My Sketchbook Journey: Raw Art and Creative Process
These pages aren't for the gallery wall. They are where I process the world, experiment with ink, and embrace the messy, honest path of learning to draw again.
A flat lay of many of my sketchbooks, filled with drawings from various live sketching sessions. Each book holds countless memories and miles of lines.
A quick flip-through of some random pages from my sketchbook. It's a mix of quick drawings, color explorations, and finished ideas.
A sketchbook spread showing a mix of styles. On the left, a ballpoint pen scene from life, and on the right, a colorful graffiti and character exploration.
Another spread showing the variety in my sketchbook. A detailed architectural sketch in pink sits next to a colorful character and some abstract lettering.
This spread features a detailed ink drawing of a living room, an exercise in perspective and interior sketching.
A colorful spread using markers to capture people I observed. I love experimenting with limited and bold color palettes.
A page of botanical doodles next to some portrait studies. My sketchbook is a playground for any idea that comes to mind.
This reel reflects on a time I focused heavily on brush pen work to reconnect with hand-drawing after relying too much on digital tools. It was a response to my own internal questions about my craft.
Part one of a sketchbook tour, sharing a favorite spread from my latest book. I enjoy sharing these behind-the-scenes looks at my process.
A full sketchbook spread from January, filled with anatomy studies, sculpture drawings, and random thoughts, all done in ballpoint pen.
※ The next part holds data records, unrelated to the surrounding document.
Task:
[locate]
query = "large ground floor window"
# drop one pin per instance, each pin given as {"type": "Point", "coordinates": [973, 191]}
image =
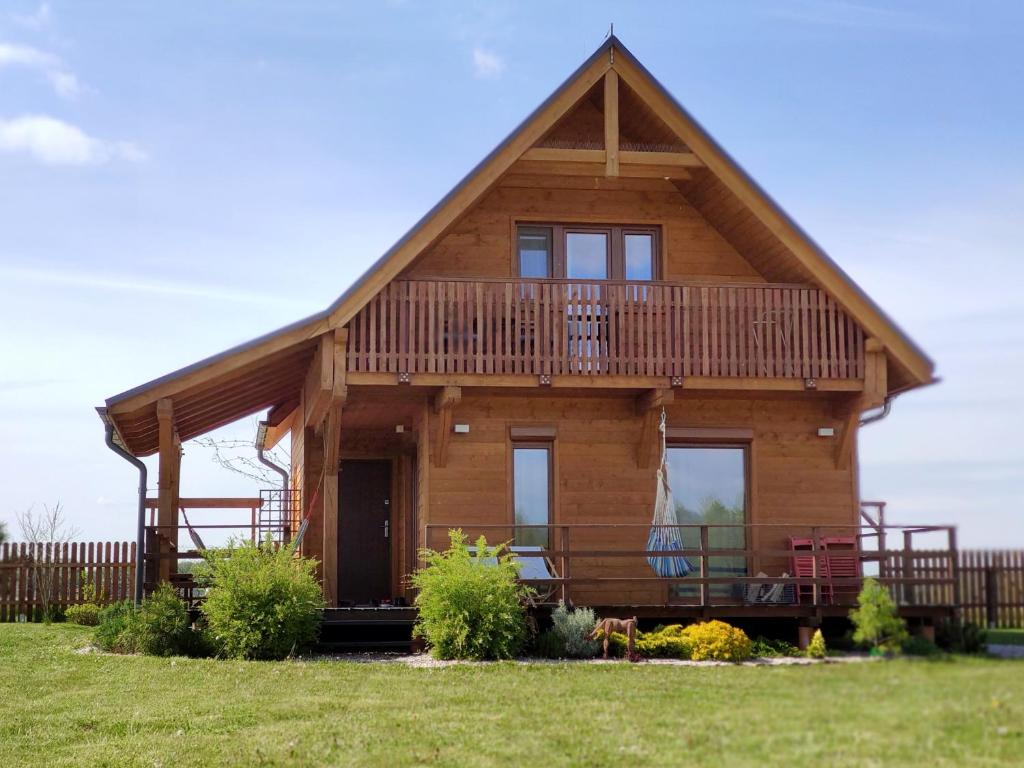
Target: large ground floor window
{"type": "Point", "coordinates": [709, 484]}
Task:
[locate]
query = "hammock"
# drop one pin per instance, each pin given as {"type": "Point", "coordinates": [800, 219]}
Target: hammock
{"type": "Point", "coordinates": [666, 536]}
{"type": "Point", "coordinates": [192, 532]}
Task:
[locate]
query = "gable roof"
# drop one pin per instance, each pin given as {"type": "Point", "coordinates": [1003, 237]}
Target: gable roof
{"type": "Point", "coordinates": [792, 251]}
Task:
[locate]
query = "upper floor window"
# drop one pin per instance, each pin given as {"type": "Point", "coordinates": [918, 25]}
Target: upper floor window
{"type": "Point", "coordinates": [587, 252]}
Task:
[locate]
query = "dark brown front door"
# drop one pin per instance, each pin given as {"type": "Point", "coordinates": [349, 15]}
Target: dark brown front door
{"type": "Point", "coordinates": [364, 535]}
About My Sketchbook Journey
When I work on a commercial commission, every line is calculated. But in these pages, I give myself permission to be wrong. Whether I am experimenting with ballpoint pens in Sanjay Gandhi National Park or testing new markers, these sketches are how I keep my hand steady and my ideas fresh. If you want a custom illustration, you are essentially asking for a piece of this ongoing experiment, where the final output has that same raw, textured energy you see in my rough sketches.
I started keeping these sketchbooks when I realized I was losing touch with physical, tangible work. I was too reliant on screens and digital correction, and I missed the anxiety of a permanent ink mark on paper. This gallery is a collection of that response.
Why the mess matters
For me, an artist's value isn't just in the polished final file I send you. It is in the thousands of wrong lines that came before it. You will see studies from my time with the Urban Sketchers Mumbai group, quick studies of architecture, and even character designs that didn't make the cut for any client project. This is where I learn how light hits a surface or how to capture a fleeting expression on a train.
Translating this to your project
When you hire me for a portrait, a storybook illustration, or a wall mural design, I bring this exact sketchbook sensibility to the table. I don't just jump to digital perfection. I start with pencil and ink, ensuring the foundation is solid and the feeling is right. We establish the composition and the emotion on paper before I move to digital tools like Procreate to finalize the colors and crisp edges. This ensures your final piece has a heartbeat, not just a clean look.
If you are looking for art that feels human, whether it is a stylized portrait of a loved one or a complex scene for a brand, this is the process I follow. I focus on consistency and storytelling, one page at a time.